Шестой, когда она с презрением отвернулась от уродливого лица, не ведая, что это одна из ее личин.

И седьмой раз, когда она пела хвалебную песнь и мнила это добродетелью.»

Джебран Халиль Джебран. Избранное. Ленинград. 1986. С. 243.

«В естественном своем состоянии ты самого себя познать не можешь, а потому и Бог тебя познать Его не допустит (а потому и познание Бога тебе не дается). Естественный свет сияет в тебе как месяц, он прибывает и убывает; но свет от высоты, благодать, сияет как солнце, и всякую светлость блистанием, ясностию и чистотою своею превосходит.
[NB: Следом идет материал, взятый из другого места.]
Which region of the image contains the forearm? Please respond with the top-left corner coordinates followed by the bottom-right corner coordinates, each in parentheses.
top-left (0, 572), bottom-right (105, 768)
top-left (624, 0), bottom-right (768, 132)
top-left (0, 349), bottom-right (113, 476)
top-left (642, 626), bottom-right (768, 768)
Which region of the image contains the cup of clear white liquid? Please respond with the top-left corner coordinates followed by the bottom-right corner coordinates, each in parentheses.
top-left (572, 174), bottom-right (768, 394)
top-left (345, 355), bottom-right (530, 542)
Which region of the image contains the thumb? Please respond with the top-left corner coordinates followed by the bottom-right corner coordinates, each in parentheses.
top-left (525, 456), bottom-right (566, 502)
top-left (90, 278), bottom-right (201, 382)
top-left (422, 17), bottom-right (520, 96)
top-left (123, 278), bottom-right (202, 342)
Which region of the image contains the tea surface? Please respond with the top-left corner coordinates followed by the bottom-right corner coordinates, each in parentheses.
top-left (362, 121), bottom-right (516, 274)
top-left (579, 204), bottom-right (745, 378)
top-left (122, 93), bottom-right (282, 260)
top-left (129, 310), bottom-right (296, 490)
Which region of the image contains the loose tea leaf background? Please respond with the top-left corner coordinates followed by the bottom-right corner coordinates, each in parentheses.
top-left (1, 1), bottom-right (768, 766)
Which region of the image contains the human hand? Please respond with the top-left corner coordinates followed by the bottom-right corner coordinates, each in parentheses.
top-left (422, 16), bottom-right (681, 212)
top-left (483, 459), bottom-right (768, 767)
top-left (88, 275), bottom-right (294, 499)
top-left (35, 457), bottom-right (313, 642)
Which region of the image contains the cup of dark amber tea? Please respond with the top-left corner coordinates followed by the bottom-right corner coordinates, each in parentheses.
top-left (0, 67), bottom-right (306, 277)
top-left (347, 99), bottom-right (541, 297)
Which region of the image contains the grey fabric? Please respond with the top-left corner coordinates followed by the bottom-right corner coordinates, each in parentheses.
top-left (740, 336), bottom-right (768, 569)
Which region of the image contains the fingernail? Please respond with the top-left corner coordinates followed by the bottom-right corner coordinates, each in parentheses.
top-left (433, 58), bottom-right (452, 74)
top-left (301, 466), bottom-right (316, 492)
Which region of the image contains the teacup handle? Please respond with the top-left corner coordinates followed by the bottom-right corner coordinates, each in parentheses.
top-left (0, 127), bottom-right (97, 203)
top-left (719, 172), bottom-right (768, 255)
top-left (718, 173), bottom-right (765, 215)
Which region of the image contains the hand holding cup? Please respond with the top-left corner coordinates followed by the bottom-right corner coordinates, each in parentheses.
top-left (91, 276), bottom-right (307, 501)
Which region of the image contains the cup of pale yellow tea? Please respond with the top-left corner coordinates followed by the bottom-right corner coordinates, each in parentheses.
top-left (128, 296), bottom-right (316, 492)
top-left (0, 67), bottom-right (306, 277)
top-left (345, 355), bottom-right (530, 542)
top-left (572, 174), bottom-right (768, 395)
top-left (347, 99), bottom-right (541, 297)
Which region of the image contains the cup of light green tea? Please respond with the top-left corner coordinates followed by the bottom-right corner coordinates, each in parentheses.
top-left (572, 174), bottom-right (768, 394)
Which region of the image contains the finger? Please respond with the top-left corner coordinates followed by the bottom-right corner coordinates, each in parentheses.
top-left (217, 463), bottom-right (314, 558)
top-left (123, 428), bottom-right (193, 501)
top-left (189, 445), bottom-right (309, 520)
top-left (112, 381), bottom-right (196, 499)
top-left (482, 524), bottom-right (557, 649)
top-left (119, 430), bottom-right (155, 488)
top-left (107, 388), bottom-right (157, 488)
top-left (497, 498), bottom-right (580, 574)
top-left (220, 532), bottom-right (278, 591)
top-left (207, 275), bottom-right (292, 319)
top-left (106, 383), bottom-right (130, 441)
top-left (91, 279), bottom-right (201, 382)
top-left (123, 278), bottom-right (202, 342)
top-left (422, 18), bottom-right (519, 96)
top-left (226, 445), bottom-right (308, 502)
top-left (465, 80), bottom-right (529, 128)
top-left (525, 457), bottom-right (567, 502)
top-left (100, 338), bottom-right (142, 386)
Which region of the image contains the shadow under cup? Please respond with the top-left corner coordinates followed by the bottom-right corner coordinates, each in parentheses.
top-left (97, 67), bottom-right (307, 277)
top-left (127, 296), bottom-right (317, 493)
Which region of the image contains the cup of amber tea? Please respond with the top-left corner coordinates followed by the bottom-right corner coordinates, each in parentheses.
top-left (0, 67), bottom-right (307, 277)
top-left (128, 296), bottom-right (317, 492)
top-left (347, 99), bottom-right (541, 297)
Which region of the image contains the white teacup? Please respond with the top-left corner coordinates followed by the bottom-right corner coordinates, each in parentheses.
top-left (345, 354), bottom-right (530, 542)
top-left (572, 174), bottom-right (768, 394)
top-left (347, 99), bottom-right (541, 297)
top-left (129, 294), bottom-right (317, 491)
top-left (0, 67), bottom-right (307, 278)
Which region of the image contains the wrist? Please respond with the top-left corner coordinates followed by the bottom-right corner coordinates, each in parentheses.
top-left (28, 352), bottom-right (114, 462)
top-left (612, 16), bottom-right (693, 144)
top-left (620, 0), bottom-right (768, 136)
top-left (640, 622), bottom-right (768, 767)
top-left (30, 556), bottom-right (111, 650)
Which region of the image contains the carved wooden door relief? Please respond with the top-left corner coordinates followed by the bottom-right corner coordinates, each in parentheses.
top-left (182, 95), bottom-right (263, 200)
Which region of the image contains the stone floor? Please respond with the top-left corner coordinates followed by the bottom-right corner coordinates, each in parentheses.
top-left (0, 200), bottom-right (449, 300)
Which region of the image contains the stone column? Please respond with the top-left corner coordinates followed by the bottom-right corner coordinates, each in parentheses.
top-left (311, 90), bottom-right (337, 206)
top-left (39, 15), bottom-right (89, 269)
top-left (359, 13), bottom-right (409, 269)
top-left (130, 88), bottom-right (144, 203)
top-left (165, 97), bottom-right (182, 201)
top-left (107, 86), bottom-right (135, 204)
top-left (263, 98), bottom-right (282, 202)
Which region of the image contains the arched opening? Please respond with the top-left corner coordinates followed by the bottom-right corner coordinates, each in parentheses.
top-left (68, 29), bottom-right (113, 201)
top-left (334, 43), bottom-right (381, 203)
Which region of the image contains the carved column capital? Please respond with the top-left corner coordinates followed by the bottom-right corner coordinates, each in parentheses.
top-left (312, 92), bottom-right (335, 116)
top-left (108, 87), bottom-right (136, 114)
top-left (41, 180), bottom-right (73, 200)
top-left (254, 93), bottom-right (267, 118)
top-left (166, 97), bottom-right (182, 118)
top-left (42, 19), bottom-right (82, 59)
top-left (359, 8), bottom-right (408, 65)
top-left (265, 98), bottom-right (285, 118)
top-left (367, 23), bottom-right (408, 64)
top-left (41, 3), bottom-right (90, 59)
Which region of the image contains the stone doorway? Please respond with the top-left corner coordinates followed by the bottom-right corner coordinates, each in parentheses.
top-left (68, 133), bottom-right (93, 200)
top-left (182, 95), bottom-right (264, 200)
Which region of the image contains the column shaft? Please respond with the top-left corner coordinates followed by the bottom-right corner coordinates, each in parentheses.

Делами своими ты Богу угодить не можешь: ибо в делах своих по природе ты имеешь предметом одну только природу — самого себя; то Богу угодно быть не может. Если же будешь искать Бога, то найдешь Бога, и Он даст тебе праведную жизнь и сохранит тебя в правде, которая в том заключается, чтобы ты воистину признавал, что Он есть Бог и что ты сам ничто. Все , что тебя от Бога и Бога от тебя отлучает, и что всегда препятствует Ему совершить в тебе дело свое, заключается единственно в том, что ты что-нибудь значишь и Богу делами своими угодить желаешь: Бог же твоих дел не хочет; Он хочет Своего дела. От этого вся беда и тревоги. Склонность к добру поелику добром обладать для нас приятно, есть самолюбие, есть наслаждение ради наслаждения. Так не должно любить ни Бога , ни людей. Люби истину ради истины и правду люби в ней самой.

Обратись к отеческому сердцу Бога — и все свое упование возложи единственное на драгоценные заслуги Иисуса Христа. Крест да будет твоею оградою. Бросься душою к стопам Иисуса: в Нем одном ищи очищения и оправдания всей твоей жизни».

Жуковский В.А. Полн. собр. соч. В 12-ти тт. Т. 9. Спб. 1902. С. 15.

«Тот, кто любит опасность, заслуживает того, чтобы от нее погибнуть».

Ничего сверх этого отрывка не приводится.